A Need For Other Stories

Nothing terrifies the faithful more than the possibility of other stories.

As populism takes hold, as politics becomes religion and belief is made mandatory, a single story has begun to  remorselessly replicate itself across what once could have been called Left and Right. It goes something like this:

There is a man/cause who is more worthy than any other. He/It is surrounded on all sides by treachery, by those who would sully his/its purity with pragmatism. All facts that oppose it are the result of this conspiracy. The man/cause is loved by all and yet somehow seemingly persecuted by all. All thing must be understood through the lens of the man/cause. Anything outside of the lens is a lie.  Eventually the man/cause triumphs over the established order, casts out the liberal and impure and returns the world to a former – always former, never new –  state.
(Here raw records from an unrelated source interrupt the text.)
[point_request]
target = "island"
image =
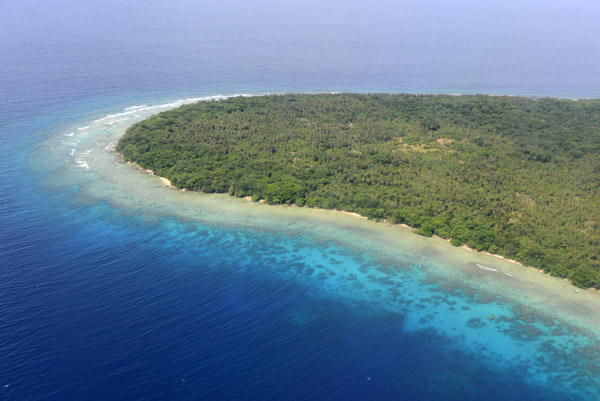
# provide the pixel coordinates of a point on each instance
(516, 177)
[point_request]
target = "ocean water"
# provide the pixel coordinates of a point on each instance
(113, 286)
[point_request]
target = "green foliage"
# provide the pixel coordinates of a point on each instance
(514, 176)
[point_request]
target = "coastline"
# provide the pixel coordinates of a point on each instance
(168, 184)
(109, 179)
(476, 302)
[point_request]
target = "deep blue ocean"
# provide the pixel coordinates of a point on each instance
(101, 303)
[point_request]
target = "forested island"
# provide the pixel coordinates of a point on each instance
(512, 176)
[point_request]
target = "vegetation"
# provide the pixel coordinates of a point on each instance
(516, 177)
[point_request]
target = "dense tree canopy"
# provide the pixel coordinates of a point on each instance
(517, 177)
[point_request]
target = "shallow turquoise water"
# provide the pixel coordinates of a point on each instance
(114, 287)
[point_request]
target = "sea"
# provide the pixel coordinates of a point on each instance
(114, 286)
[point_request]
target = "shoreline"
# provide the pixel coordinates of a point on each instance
(413, 230)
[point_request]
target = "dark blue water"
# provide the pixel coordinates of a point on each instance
(97, 304)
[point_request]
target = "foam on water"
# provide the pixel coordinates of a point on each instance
(519, 320)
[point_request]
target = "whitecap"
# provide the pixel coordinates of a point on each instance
(83, 164)
(483, 267)
(135, 107)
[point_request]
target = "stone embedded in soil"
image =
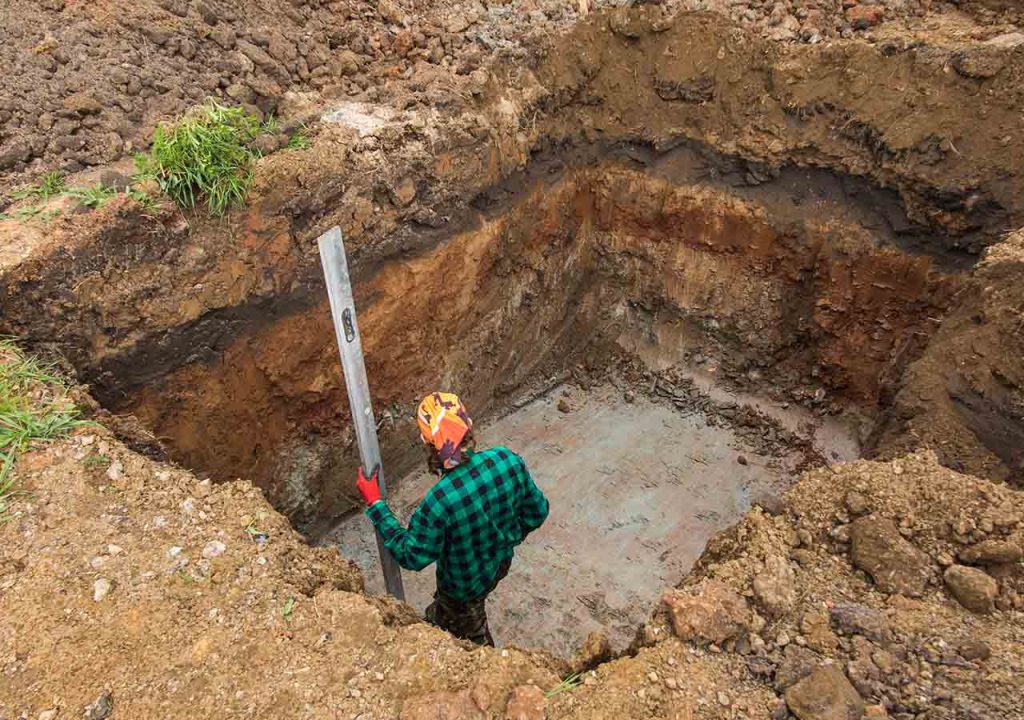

The faithful are rewarded, the unbelievers derided and punished.

The success of this narrative in attaining its ends is clear. Populism holds the day. And yet so its inherent paranoia. As with all things that seek to simplify the world to a single idea, be it a nationalist belief or faith in one leader, it has to expend a huge amount of effort to exclude and demonise any other. The self-aggrandisement of all these movements covers a fear they can never quite shift .

So what then?

The Left/Right opposition is clearly a hopelessly 20th Century way of understanding things. We seem to be in a place now where the opposition is between Populism and Everything Else. Except that Everything Else has yet to come up with its own single narrative. But perhaps that is the key. Perhaps a multiplicity of stories is how these personality cults and nationalists can best be resisted. Because a multiplicity of stories is the thing that they have always most dreaded. The world is vast. They are not.

Here in the 21st Century, where everything is reduced to the level of a meme, we have a pressing need for other stories.